Trabalhávamos muito, eu e minhas irmãs desde muito pequenas. A casa
literalmente caindo aos pedaços não tinha luz elétrica, o forno do fogão não
funcionava e o fogão a lenha ardia os olhos da gente quando a gente assoprava
para avivar o fogo. Então a parte boa era o quintal de casa, repleto de frutas
nas árvores.
Criei
corpo em cima das árvores. O pé de goiaba tinha galhos grossos e comportava meu
peso muito bem. As ameixeiras amarelas permitia que eu passasse de uma árvore
para outra, sem ter que descer no chão.
Eu
queria ter coisas além daquelas que matavam minha fome de comida. Queria poder
usar uma roupa que não tivesse sido de muitas outras pessoas antes de mim. Um
sutiã com elástico que prestasse e não fosse preciso dar tantos nós para ficar
firme. E ainda recebia um monte de críticas porque o sutiã cheio de nós
aparecia por debaixo da blusa.
Cresci sem poder solucionar a pobreza material nossa. A busca pelo trabalho foi outra luta enorme, pois uma menina preta que tinha estudado não faz diferença alguma numa comunidade pobre, sem os “quem indica”. Os dedos miraculosos que mantiveram a ideologia escravocrata.
Foi
preciso aprender: nós pretas por nós mesmas. O desejo que algumas pessoas
manifestavam para tentar entender nossa causa era pura falsidade. É um desejo
para dirimir a culpa. Como continuar criando histórias falsas sobre nossa
preguiça, nossa indolência se testemunham quem trabalha duro e ainda assim
chafurda na pobreza?
Mas
demorei algumas décadas para deixar de dar importância para as ausências. O que
importa é a presença: a presença da sabedoria dos matos e ervas; a sabedoria da
transformação do lixo em arte; a sabedoria sobre as técnicas no uso de
elementos da natureza; a sabedoria da cura do corpo e do espírito.
Economia
de recurso. Economizar roupas usando roupas já usadas. Economizar água. Reter a
umidade na terra. Usar os tijolos desprezados, cultivar os terrenos
desprezados. Plantar e colher o de comer. Fazer sombra ao invés de climatizar
artificialmente. Deixar o sol entrar, ao invés de ligar a lâmpada. Afinal
cresci sem ter luz elétrica em casa.
ARTE MALUNGA com despojos
Despojaram
uma grade na caçamba. Obra de arte. Despojaram um arco com uma base sintética.

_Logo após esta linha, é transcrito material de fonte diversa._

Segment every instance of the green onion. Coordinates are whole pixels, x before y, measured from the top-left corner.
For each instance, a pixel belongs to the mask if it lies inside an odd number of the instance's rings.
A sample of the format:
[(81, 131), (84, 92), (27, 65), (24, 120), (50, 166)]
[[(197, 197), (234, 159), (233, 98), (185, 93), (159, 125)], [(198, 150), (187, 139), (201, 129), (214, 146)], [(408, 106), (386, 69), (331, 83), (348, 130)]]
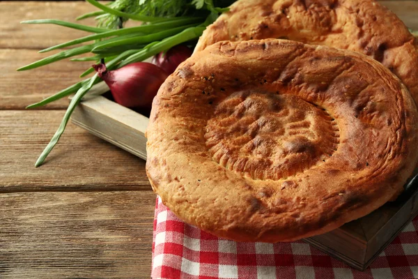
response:
[(97, 17), (98, 15), (104, 15), (105, 13), (106, 12), (103, 10), (98, 10), (95, 12), (87, 13), (82, 15), (80, 15), (79, 17), (77, 17), (75, 18), (75, 20), (82, 20), (88, 17)]
[[(24, 24), (53, 24), (65, 27), (93, 33), (82, 38), (56, 45), (40, 52), (74, 46), (83, 43), (88, 45), (73, 47), (45, 57), (17, 69), (25, 70), (40, 67), (61, 59), (85, 53), (94, 55), (88, 57), (72, 58), (72, 61), (98, 61), (102, 60), (109, 70), (123, 67), (132, 63), (144, 61), (161, 52), (183, 43), (197, 39), (206, 27), (213, 22), (219, 13), (227, 8), (215, 7), (212, 0), (189, 2), (166, 2), (163, 0), (116, 0), (107, 5), (95, 0), (86, 0), (101, 10), (83, 15), (77, 20), (96, 17), (99, 25), (116, 28), (127, 19), (146, 22), (139, 27), (114, 30), (88, 27), (56, 20), (36, 20), (22, 22)], [(128, 11), (128, 13), (125, 13)], [(150, 16), (150, 15), (157, 16)], [(185, 16), (179, 16), (179, 15)], [(195, 17), (198, 15), (199, 17)], [(203, 15), (203, 17), (200, 17)], [(82, 77), (93, 71), (87, 69)], [(98, 75), (77, 82), (27, 108), (37, 107), (66, 97), (77, 92), (71, 100), (64, 117), (52, 139), (36, 161), (40, 165), (58, 142), (77, 105), (91, 87), (100, 82)]]
[(153, 32), (160, 31), (166, 30), (167, 28), (173, 28), (179, 26), (188, 24), (193, 22), (201, 22), (201, 17), (187, 17), (187, 18), (179, 18), (177, 20), (173, 20), (169, 22), (158, 22), (150, 24), (144, 24), (139, 27), (123, 28), (118, 30), (107, 31), (98, 34), (90, 35), (86, 37), (80, 38), (73, 40), (70, 40), (67, 43), (64, 43), (60, 45), (55, 45), (54, 47), (48, 47), (45, 50), (40, 51), (39, 52), (47, 52), (54, 50), (58, 50), (60, 48), (69, 47), (74, 45), (77, 45), (82, 43), (88, 42), (90, 40), (102, 39), (103, 38), (111, 37), (114, 36), (126, 35), (132, 33), (150, 33)]
[(58, 142), (59, 138), (63, 135), (63, 133), (64, 133), (64, 130), (65, 130), (65, 127), (67, 126), (68, 120), (70, 120), (70, 116), (71, 116), (71, 114), (72, 114), (72, 112), (75, 109), (75, 107), (77, 107), (77, 105), (80, 102), (83, 96), (88, 91), (88, 90), (90, 90), (90, 89), (91, 89), (91, 86), (93, 86), (95, 83), (98, 82), (98, 81), (100, 80), (100, 79), (98, 77), (98, 75), (95, 75), (94, 77), (90, 79), (88, 83), (83, 85), (83, 86), (77, 91), (72, 100), (71, 100), (71, 102), (70, 102), (68, 108), (67, 109), (67, 111), (64, 114), (64, 117), (63, 118), (63, 120), (61, 121), (61, 123), (59, 125), (58, 130), (56, 130), (56, 132), (55, 132), (55, 134), (51, 139), (51, 141), (49, 142), (48, 145), (47, 145), (47, 147), (45, 147), (44, 151), (42, 152), (42, 153), (36, 160), (36, 163), (35, 163), (35, 167), (37, 167), (42, 165), (42, 163), (45, 160), (48, 154), (49, 154), (52, 149), (54, 149), (54, 146), (55, 146), (55, 145)]
[(141, 37), (134, 37), (134, 38), (121, 38), (119, 40), (115, 40), (112, 42), (104, 43), (103, 44), (100, 44), (98, 45), (95, 48), (91, 50), (93, 53), (101, 53), (100, 51), (104, 50), (107, 48), (110, 48), (112, 47), (117, 47), (120, 45), (137, 45), (137, 44), (144, 44), (148, 43), (155, 40), (162, 40), (165, 38), (167, 38), (171, 36), (174, 36), (178, 32), (183, 31), (184, 29), (191, 27), (194, 25), (186, 25), (181, 27), (174, 28), (172, 29), (168, 29), (166, 31), (162, 31), (161, 32), (154, 33), (153, 34), (149, 34), (146, 36), (143, 36)]
[(140, 22), (153, 22), (164, 20), (164, 17), (148, 17), (146, 15), (132, 15), (130, 13), (123, 13), (120, 10), (113, 9), (107, 6), (102, 5), (95, 0), (86, 0), (86, 1), (88, 3), (90, 3), (91, 4), (92, 4), (93, 6), (100, 8), (100, 10), (102, 10), (106, 13), (108, 13), (111, 15), (116, 15), (116, 16), (121, 17), (126, 17), (126, 18), (129, 18), (130, 20), (137, 20), (137, 21), (140, 21)]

Obra de arte. Despojaram uma tela enferrujada: base para outra obra de arte.
Mas o
estudo com as tinturas naturais esteve na base das produções com adinkras. Foi
muito difícil estudar as maneiras de usar a simbologia adinkra, respeitando
toda uma história desta simbologia.
Então
usei urucum. Usei açafrão e tintura de angico. Terra roxa de Iepê.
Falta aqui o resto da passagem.